Cheque Please, Theatre Review. Zoo, Edinburgh, Edinburgh Fringe Festival.

Liverpool Sound and Vision Rating 8.5/10

Cast: Madeleine Hardy, Nick Slater, Diderik Ypma, Libby Boyd, Genevieve Cunnell, Becca Jones.

It is the bill that can never be truly split, the one that becomes the sole reserve of the person to whom the experience has affected with greater clouded reasoning than another and the one that whilst people may want to go Dutch with you upon, to share in the bleakness that crowds the everyday, they also want to leave their own version of a tip firmly implanted in that person’s mind. The idea of asking for the Cheque Please, is one that is shrouded in air of finality and calculated judgement.

Presented by Stuff and The Nottingham New Theatre, Nikki Hill’s Cheque Please looks into a couple of weeks in the life of a young restaurant worker Ivy and the descent into a world not of her making in which life truly gets swept from underneath her and the slow pull of depression takes hold.

It seems almost a national disgrace that the topic of depression can still evoke such issues in people to the point where they won’t talk to anyone weighed down by the very real crippling state of emotional distress. They will almost shun and ridicule the person suffering from the stress and despair with bandied words designed to hurt rather than taking even a moment out to try and offer any assistance in which words could help heal.

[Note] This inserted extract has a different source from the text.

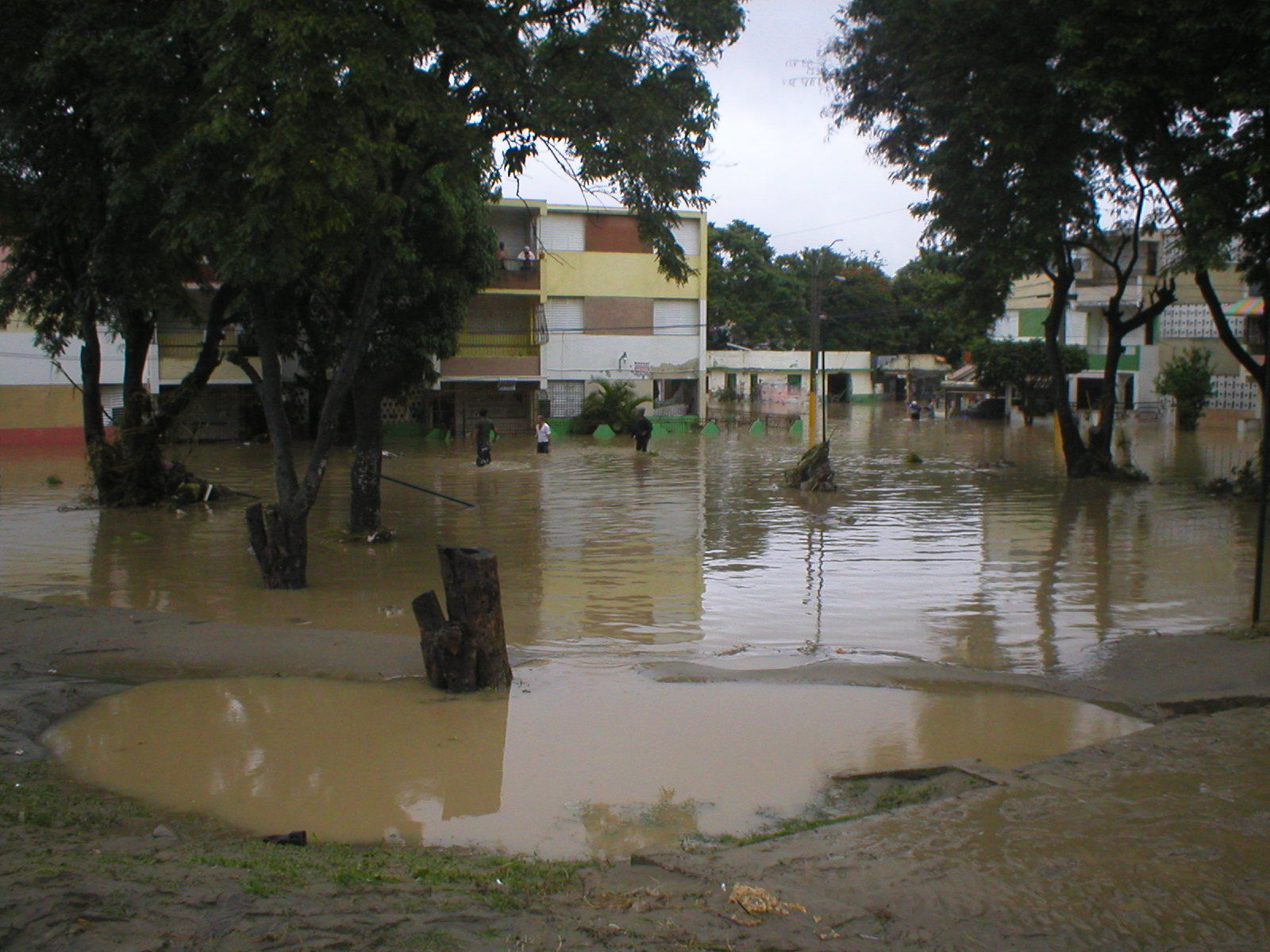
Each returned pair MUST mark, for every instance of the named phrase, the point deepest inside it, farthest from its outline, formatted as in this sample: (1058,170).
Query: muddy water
(981,555)
(578,761)
(698,549)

In Nikki Hill’s superb play on at Zoo during the Edinburgh Festival, the subject is one in which the audience truly can empathise with as Ivy, played with exceptional ability and a truth in her eyes by Madeleine Hardy, as she truly gives the mental anguish suffered by many in silence a voice, a scream of the pained injured animal in its most powerful resonance, suffers the loss of a co-worker and the fall out that come from such a trigger.

Loss is the point, we might not see the trigger in which any type of loss can bring, the sudden emptiness left in the gaping chasm of a life or indeed the first small crack, the chink in the well preserved armour we place around ourselves, but loss is the point nevertheless and as Ivy grapples with this loss, the everyday, the tiredness, the sometimes moments in which misguided personal judgements come forth, so the mirror is held up to the audience and the question asked of what would you do to help a soul in need.

A poignant, funny, revealing and tender play that deals with the very real issues surrounding the thoughts of depression, a play that is a marvellous addition to the Edinburgh Fringe!